Take a walk!
Residents of the Village of Cuba, New Mexico, are working together to promote physical activity by constructing and improving walking trails and places to be physically active trails in their community. Their volunteer efforts are part of Step Into Cuba, a community initiative using recommendations from the Community Preventive Services Task Force (Task Force).
The initiative aims to reduce chronic disease and improve the health of the Village’s residents by increasing physical activity through access to natural environments.
Step Into Cuba is run by the Step Into Cuba Alliance, a partnership of individuals and organizations that includes the University of New Mexico Prevention Research Center* (UNM PRC), citizens from the Village of Cuba, a local nonprofit organization called The Nacimiento Community Foundation, and various governmental agencies.
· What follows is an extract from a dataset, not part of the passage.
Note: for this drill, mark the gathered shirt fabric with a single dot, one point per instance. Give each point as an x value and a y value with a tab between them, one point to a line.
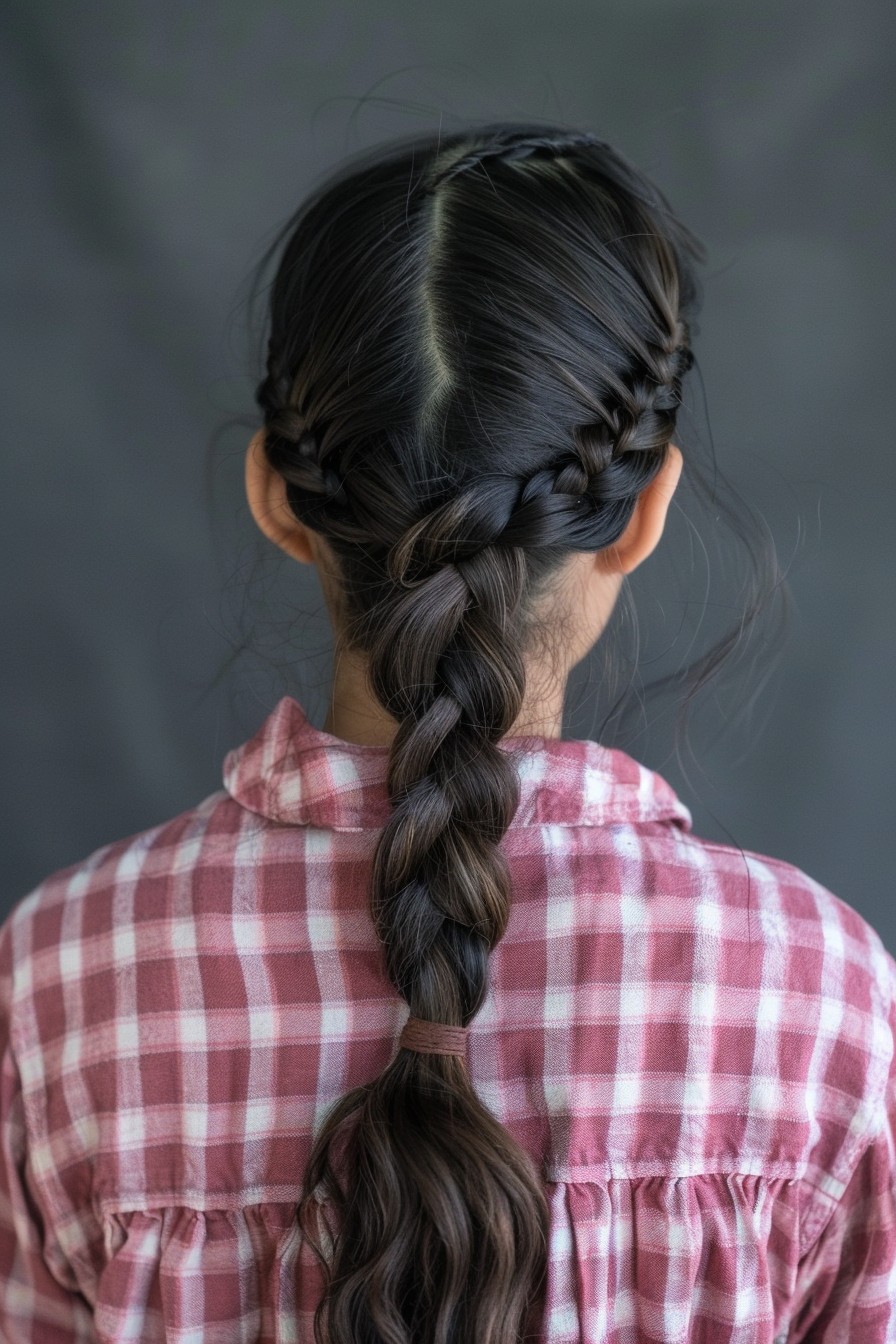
692	1042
UNM PRC handles the research and evaluation component of the initiative, which is a part of a larger research project called Village Interventions and Venues for Activity (VIVA). The entire community-academic research partnership is named VIVA-Step Into Cuba.
Sally Davis, PhD, is UNM PRC’s director. She says using the Task Force’s findings from the Guide to Community Preventive Services (The Community Guide) website provided a framework for the initiative.
“The Community Guide has been essential to us, and we’ll continue to use it,” Davis says.
From 2008-2011, the death rate from diabetes in the portion of the county surrounding Cuba was about 55 people per 100,000, which was more than double the national rate.1-3 Physical activity can help prevent and manage diabetes, yet residents of rural New Mexico communities like Cuba are more likely to be physically inactive than urban residents.